È vero che è la prima volta che ci entra in quella stanza dalle pareti bianche e anonime e una fila di faretti spenti sul soffitto sopra di lui.
È sdraiato su un letto a due piazze. Un lenzuolo lilla sgualcito gli copre il corpo dal bacino in giù. C'è silenzio intorno, assenza di suono interrotta soltanto dal respiro flebile di Andrea che gli dorme accanto, con una mano appoggiata sulla propria pancia.

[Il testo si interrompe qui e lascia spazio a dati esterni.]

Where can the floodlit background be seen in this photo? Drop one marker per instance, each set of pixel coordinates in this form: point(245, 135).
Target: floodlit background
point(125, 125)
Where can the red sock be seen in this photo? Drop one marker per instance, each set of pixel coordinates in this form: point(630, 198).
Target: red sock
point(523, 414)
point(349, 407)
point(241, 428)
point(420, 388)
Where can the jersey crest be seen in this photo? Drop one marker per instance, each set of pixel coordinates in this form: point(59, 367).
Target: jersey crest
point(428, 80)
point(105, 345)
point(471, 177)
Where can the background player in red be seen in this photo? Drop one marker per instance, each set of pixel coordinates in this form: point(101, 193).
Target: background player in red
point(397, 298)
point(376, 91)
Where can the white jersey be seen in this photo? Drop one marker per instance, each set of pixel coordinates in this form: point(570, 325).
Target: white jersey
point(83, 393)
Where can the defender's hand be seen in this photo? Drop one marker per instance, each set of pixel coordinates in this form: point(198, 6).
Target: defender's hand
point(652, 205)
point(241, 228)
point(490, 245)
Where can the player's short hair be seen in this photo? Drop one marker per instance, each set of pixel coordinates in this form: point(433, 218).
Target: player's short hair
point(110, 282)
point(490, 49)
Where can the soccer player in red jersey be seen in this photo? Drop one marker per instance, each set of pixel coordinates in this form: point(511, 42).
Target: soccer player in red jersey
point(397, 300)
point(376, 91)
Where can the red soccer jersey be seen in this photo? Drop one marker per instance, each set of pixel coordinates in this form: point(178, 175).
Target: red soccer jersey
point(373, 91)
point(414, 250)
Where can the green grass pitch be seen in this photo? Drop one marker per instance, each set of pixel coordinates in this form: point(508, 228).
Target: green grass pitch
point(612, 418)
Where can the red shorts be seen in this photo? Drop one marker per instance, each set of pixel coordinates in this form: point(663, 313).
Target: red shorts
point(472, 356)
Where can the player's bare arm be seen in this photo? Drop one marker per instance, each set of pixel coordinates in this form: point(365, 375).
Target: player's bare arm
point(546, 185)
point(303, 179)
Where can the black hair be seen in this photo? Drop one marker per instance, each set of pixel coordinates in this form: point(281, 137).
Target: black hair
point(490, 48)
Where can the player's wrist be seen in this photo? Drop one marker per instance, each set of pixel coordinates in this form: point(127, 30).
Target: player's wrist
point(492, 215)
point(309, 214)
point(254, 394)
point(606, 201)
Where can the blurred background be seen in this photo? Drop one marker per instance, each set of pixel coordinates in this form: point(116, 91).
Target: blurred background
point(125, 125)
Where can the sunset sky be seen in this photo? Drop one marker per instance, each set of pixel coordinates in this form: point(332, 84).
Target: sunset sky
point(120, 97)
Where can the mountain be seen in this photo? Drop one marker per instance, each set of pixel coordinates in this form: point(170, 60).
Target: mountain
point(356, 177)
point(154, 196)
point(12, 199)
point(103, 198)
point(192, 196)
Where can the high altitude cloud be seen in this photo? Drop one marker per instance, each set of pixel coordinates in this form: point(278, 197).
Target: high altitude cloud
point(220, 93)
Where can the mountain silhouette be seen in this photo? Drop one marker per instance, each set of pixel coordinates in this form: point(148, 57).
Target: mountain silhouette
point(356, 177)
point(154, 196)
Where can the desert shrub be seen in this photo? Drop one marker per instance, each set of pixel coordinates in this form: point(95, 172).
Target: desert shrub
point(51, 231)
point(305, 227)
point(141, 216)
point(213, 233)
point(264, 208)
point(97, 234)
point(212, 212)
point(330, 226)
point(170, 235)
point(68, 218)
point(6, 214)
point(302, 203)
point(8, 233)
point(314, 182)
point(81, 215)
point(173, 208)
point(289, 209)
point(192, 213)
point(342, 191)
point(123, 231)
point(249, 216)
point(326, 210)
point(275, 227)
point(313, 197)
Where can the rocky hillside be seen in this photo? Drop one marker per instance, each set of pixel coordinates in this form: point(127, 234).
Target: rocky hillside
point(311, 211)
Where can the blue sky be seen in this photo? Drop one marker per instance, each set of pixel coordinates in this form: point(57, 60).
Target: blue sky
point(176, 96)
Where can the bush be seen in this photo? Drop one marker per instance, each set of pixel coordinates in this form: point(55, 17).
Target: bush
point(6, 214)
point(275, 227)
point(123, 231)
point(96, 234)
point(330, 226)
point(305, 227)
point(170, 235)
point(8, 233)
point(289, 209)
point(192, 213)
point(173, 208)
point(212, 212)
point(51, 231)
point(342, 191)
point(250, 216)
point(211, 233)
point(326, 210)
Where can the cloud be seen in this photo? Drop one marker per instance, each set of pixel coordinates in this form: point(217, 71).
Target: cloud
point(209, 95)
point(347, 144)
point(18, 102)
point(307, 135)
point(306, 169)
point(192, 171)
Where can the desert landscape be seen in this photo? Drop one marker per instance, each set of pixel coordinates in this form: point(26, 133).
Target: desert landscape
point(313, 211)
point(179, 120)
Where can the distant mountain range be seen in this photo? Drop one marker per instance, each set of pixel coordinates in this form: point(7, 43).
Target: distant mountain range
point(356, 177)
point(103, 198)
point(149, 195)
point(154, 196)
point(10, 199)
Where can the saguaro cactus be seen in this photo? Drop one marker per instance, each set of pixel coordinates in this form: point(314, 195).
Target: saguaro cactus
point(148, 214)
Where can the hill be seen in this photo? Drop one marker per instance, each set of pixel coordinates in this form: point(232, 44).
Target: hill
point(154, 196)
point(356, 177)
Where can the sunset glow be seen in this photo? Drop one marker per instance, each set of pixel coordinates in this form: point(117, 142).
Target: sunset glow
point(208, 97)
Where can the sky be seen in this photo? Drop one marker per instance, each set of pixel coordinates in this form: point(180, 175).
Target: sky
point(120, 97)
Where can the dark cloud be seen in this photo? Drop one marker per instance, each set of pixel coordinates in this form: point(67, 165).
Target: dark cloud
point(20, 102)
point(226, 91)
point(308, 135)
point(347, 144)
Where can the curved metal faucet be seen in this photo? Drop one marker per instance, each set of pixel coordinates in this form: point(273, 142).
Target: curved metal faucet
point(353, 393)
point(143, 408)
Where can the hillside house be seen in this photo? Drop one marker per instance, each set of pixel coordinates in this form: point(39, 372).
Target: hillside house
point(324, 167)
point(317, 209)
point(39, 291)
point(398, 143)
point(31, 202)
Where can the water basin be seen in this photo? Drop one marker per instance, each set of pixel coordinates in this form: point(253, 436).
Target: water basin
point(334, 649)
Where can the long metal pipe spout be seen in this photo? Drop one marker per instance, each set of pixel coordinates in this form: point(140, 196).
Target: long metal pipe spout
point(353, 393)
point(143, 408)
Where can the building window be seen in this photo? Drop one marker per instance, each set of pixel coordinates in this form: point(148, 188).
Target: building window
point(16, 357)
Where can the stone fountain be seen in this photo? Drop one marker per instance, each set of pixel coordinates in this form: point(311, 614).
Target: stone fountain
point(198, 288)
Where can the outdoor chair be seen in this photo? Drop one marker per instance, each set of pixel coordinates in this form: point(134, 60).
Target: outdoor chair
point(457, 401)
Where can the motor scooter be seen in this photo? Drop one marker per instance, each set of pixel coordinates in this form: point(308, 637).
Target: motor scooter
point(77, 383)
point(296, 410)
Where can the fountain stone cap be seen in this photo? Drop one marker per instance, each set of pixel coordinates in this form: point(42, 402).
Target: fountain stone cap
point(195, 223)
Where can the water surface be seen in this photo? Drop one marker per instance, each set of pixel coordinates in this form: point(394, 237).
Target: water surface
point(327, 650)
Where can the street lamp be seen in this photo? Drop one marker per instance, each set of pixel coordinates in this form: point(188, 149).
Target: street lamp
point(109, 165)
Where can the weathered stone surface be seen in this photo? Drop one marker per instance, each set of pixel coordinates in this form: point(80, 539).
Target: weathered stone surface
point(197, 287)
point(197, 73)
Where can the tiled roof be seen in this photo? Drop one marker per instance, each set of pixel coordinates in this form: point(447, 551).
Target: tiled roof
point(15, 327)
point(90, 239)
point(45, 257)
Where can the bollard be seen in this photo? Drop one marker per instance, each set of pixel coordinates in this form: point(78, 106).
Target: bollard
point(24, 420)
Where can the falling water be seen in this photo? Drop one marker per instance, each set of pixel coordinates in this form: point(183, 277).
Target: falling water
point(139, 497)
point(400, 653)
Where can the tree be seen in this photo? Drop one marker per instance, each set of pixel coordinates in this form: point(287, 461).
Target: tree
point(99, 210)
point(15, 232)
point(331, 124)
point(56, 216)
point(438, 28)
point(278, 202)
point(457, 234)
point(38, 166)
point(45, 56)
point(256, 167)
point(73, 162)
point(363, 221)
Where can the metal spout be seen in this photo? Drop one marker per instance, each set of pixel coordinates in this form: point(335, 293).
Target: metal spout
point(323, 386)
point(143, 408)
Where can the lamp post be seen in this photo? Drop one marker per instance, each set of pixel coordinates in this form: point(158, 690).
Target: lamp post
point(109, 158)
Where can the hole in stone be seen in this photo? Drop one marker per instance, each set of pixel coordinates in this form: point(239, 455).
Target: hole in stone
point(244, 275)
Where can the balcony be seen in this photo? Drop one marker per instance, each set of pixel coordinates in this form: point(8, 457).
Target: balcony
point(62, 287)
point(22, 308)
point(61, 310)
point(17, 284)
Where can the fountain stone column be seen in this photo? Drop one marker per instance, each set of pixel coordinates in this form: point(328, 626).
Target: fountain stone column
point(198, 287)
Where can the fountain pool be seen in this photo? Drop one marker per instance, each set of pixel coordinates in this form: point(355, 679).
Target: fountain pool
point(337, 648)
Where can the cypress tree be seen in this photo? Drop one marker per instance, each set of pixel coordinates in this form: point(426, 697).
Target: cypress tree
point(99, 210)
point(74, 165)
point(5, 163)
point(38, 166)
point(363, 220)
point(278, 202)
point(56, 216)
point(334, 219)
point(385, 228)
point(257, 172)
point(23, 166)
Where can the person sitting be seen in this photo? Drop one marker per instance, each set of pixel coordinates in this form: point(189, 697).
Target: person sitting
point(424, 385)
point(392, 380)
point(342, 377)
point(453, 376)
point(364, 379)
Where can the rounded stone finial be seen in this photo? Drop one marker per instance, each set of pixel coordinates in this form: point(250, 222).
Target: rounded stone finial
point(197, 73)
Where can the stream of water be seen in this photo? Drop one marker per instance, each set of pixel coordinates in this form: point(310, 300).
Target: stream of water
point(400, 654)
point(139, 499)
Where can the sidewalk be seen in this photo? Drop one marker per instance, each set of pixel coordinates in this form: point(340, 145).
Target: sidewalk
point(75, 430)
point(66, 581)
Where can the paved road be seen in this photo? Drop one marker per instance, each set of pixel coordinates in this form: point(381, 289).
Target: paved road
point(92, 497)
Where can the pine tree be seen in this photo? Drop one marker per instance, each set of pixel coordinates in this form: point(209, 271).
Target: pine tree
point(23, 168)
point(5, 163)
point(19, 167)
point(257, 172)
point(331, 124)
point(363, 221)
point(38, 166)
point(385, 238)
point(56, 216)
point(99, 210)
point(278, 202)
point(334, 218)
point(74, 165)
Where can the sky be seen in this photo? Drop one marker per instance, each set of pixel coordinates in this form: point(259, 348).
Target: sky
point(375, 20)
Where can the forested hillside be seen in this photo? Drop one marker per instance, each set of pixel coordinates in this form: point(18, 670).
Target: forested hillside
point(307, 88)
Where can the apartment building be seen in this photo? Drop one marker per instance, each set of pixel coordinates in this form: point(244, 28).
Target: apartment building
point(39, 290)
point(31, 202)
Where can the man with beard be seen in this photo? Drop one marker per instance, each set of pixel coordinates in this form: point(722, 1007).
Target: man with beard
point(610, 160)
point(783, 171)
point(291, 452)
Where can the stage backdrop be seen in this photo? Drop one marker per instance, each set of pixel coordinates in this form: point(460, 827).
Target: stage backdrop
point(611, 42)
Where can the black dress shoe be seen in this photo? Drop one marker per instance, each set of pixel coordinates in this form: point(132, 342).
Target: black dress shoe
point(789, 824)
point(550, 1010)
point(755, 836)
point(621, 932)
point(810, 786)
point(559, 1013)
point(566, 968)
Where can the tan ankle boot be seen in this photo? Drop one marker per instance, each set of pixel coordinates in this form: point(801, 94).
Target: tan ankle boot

Simone non ha osato muoversi, neppure di mezzo centimetro.
È nudo, è vulnerabile.
È terribilmente vuoto.
Soltanto un'ora e mezza prima, quella gli è sembrata una buona idea per smettere di pensare, per trovare un briciolo di tranquillità in un oceano di inquietudine.
Eppure, crede di aver provocato soltanto ulteriore danno ad una condizione già precaria di per sé.
Non si usano le persone, Simone.
Una voce all'interno della testa lo rimprovera. Vorrebbe combatterla, tuttavia, senza scavare troppo a fondo, deve darle ragione.
La cosa più giusta sarebbe andarsene e basta.
La più giusta e, al contempo, la più codarda.
Andrea è il primo ragazzo con cui è andato a letto, dopo Manuel.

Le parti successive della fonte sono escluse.